Optimum 3D Matrix Stiffness for Maintenance of Cancer Stem Cells Is Dependent on Tissue Origin of Cancer Cells.

The growth and expression of cancer stem cells (CSCs) depend on many factors in the tumor microenvironment. The objective of this work was to investigate the effect of cancer cells' tissue origin on the optimum matrix stiffness for CSC growth and marker expression in a model polyethylene glycol diacrylate (PEGDA) hydrogel without the interference of other factors in the microenvironment. Human MCF7 and MDA-MB-231 breast carcinoma, HCT116 colorectal and AGS gastric carcinoma, and U2OS osteosarcoma cells were used.
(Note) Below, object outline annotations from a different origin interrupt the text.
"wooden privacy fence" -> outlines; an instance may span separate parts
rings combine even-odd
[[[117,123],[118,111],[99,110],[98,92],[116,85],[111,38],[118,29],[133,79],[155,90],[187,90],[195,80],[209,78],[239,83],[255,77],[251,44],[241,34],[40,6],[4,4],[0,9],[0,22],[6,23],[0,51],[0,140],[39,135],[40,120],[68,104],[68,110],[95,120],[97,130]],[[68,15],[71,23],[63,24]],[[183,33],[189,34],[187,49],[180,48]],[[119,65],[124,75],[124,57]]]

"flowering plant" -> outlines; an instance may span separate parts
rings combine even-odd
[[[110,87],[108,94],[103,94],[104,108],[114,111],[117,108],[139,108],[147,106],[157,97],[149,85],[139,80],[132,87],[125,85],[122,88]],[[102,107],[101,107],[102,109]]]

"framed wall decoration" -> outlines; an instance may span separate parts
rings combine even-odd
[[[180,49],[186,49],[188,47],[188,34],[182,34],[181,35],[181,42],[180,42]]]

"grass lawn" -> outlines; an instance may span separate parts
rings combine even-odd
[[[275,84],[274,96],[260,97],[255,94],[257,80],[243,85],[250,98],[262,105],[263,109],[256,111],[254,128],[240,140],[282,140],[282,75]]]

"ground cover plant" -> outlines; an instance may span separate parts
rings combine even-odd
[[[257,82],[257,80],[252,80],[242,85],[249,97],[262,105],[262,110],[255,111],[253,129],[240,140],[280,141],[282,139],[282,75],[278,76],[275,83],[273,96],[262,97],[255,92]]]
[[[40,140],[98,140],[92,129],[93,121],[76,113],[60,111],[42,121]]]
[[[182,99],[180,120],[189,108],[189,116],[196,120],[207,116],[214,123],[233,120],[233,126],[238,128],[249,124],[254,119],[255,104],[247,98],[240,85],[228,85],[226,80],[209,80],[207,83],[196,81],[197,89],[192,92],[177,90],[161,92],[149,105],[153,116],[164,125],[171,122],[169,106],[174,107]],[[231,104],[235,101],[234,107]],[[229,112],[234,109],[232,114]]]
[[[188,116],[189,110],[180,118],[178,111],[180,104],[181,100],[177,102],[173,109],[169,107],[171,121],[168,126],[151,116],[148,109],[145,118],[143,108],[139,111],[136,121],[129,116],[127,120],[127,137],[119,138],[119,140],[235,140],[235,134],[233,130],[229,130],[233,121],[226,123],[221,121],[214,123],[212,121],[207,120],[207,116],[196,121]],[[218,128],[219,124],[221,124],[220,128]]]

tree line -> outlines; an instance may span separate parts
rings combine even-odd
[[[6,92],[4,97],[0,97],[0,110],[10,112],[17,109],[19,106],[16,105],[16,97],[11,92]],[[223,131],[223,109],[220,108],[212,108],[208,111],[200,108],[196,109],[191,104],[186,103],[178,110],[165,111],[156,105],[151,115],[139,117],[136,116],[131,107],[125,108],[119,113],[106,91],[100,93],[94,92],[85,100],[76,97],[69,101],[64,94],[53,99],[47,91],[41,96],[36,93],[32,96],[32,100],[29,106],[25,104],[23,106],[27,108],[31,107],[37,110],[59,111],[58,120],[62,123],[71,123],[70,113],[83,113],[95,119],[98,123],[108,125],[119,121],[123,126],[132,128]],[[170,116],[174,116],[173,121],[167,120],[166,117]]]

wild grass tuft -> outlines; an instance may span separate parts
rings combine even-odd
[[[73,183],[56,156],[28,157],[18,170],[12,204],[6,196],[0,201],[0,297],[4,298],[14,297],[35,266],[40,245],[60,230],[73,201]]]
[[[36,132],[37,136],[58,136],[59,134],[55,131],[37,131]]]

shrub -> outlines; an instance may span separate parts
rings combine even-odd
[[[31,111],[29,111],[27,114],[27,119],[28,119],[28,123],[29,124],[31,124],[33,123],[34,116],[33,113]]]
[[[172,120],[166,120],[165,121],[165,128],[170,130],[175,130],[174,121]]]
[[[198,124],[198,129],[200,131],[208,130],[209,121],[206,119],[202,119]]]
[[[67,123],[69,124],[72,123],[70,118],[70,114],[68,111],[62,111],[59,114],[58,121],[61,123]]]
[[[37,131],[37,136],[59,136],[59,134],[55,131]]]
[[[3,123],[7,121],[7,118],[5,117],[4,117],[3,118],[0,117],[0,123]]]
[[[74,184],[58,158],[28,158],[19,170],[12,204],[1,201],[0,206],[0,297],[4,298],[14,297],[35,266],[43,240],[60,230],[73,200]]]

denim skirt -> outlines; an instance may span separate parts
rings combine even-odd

The cells were encapsulated in PEGDA gels with compressive moduli in the 2-70 kPa range and optimized cell seeding density of 0.6x106 cells/mL. Micropatterning was used to optimize the growth of encapsulated cells with respect to average tumorsphere size. The CSC sub-population of the encapsulated cells was characterized by cell number, tumorsphere size and number density, and mRNA expression of CSC markers. The optimum matrix stiffness for growth and marker expression of CSC sub-population of cancer cells was 5 kPa for breast MCF7 and MDA231, 25 kPa for colorectal HCT116 and gastric AGS, and 50 kPa for bone U2OS cells. Conjugation of a CD44 binding peptide to the gel stopped tumorsphere formation by cancer cells from different tissue origin. The expression of YAP/TAZ transcription factors by the encapsulated cancer cells was highest at the optimum stiffness indicating a link between the Hippo transducers and CSC growth. The optimum average tumorsphere size for CSC growth and marker expression was 50 μm. The marker expression results suggest that the CSC sub-population of cancer cells resides within a niche with optimum stiffness which depends on the cancer cells' tissue origin.